UMS ,Africajom :Le renforcement de la justice,un facteur déterminant pour son indépendance


L’union des magistrats du Sénégal en partenariat avec Africajom Center ont tenu un atelier de renforcement de l’indépendance et de la performance de la justice au Sénégal ce vendredi 28 juin 2019.Présidé par le garde des sceaux, ministre de la justice, M.Malick SALL, ils ont discuté autour d’un thème s’intitulant « la justice face aux défis de la modernisation et de la performance.
C’est autour d’une table que les discussions ont eu lieu ce matin entre l’union des magistrats du Sénégal en partenariat d’Africajom Center fondé par M. Alioune TINE. Modéré par le ministre de la justice, M.Malick SALL, les deux parties de la séance ont centré leur échange sur la question de la justice face aux défis de la modernisation et de la performance. M. Alioune TINE a procédé à un mot de bienvenu tout en remerciant l’ambassadeur de Suisse, SE Mme Marion Weichelt Krupski et les juges qui sont venus assister à ce débat. Pour le président d’Africajom Center c’est d’une importance capitale de participer à ses échanges face à un état de droit qui s’offre toutes les moyens de la démocratie. « Nous avons besoin d’une justice indépendante forte avec une autorité et respectée par tous. Cette justice, elle est notre justice, quels qu’en soit les faiblesses, les failles qu’on peut en dire, c’est notre justice, c’est à nous aussi de challenger cette justice. Dit M. Alioune TINE dans sa prise de parole. Même si le fondateur de Africajom Center salue les efforts faites par l’état du Sénégal sur le budget de la justice, il a souligné quand bien que mal le statut du Sénégal sur le plan international. Et pour lutter contre cela, celui-ci pense au renforcement du budget à la justice en particulier l’administration et les magistrats
Il est retenu que l’indépendance de la justice et son développement découle des moyens nécessaire pour l’émergence du pays, chose que fait savoir le garde des sceaux, ministre de la justice M.Malick SALL lors de son entretien avec la presse « il ne peut pas y avoir de développement hors en état de droit. C’est pour cela que nous en avons l’espoir, nous avons espoir également à l’émergence parce que le Sénégal est un état de droit reconnu par le monde entier. »Par-delà, il a remercié le président d’Africajom Center Alioune TINE qui s’est rapproché de l’union des magistrats du Sénégal afin d’organiser un tel Séminaire. C’est un séminaire qui pour lui vient à son heure en faisant appel au « jom » d’Africajom comme un « diom » sénégalais qui s’associe à la justice sénégalaise. Sur les conditions carcérales, il pense que la prison n’est pas une solution en évoquant d’autres possibilités de sanctionner qui sont prévus dans leur aménagement en s’appropriant du travail qui est en train d’être fait.
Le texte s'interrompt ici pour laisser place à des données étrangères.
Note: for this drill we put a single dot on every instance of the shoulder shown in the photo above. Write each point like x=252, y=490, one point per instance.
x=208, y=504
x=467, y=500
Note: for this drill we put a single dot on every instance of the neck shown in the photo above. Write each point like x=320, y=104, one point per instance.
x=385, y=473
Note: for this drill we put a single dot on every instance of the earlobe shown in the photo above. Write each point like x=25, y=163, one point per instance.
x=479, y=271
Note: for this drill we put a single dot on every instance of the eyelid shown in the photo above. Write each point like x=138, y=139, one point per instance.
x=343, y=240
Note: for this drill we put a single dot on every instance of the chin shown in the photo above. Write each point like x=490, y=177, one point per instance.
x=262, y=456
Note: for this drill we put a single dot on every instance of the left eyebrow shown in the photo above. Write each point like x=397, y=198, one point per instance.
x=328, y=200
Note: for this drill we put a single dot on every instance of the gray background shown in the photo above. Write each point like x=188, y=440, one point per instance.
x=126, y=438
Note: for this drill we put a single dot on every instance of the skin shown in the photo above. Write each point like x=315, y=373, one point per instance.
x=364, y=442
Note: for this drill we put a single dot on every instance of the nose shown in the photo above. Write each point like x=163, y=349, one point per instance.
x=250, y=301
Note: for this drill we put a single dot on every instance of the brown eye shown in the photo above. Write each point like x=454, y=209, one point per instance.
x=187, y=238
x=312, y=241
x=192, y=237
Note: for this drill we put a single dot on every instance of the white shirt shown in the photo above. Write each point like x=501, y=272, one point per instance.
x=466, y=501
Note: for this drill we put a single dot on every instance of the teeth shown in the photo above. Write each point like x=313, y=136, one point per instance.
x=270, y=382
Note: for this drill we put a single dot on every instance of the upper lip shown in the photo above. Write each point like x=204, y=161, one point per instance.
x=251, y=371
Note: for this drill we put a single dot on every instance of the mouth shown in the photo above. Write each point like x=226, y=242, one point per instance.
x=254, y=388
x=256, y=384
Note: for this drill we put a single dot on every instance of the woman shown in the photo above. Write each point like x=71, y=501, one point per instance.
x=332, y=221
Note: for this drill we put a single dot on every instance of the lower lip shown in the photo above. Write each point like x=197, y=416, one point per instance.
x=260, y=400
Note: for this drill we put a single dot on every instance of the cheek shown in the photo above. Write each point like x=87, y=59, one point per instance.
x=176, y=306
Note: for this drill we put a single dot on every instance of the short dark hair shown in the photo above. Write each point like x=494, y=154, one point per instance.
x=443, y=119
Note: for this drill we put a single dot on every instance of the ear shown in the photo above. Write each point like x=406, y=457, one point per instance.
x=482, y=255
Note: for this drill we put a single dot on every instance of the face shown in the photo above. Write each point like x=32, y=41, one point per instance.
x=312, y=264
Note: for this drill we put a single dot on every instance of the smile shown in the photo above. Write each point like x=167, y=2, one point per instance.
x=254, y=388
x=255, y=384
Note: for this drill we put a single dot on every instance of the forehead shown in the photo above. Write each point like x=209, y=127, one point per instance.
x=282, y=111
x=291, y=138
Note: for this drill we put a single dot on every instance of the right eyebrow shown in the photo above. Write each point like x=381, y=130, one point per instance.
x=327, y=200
Le président de l’union des magistrats du Sénégal Souleymane TELIKO pour répondre à la question de l’indépendance de la justice l’a rappelé par le thème qui l’indique en nommant deux volets que sont : l’indépendance et le fonctionnement de la justice. Selon lui, cette rencontre s’inscrit dans le cadre de faire la point sur les propositions proposés au niveau des réalisations, identifier les boulots afin d’aller de l’avant. Néanmoins il précise des malentendus sur le concept de l’indépendance de la justice au niveau de certains aspects. Un cadre de performance aussi mérite d’être réuni selon lui dans le cadre de l’indépendance de la justice. Par rapport aux lenteurs, il a relève le comportement de bons nombres de concitoyens qui fustigent la lenteur dans le traitement de certains dossiers. Sur ce point il en prend acte en annonçant que des solutions seront prévues.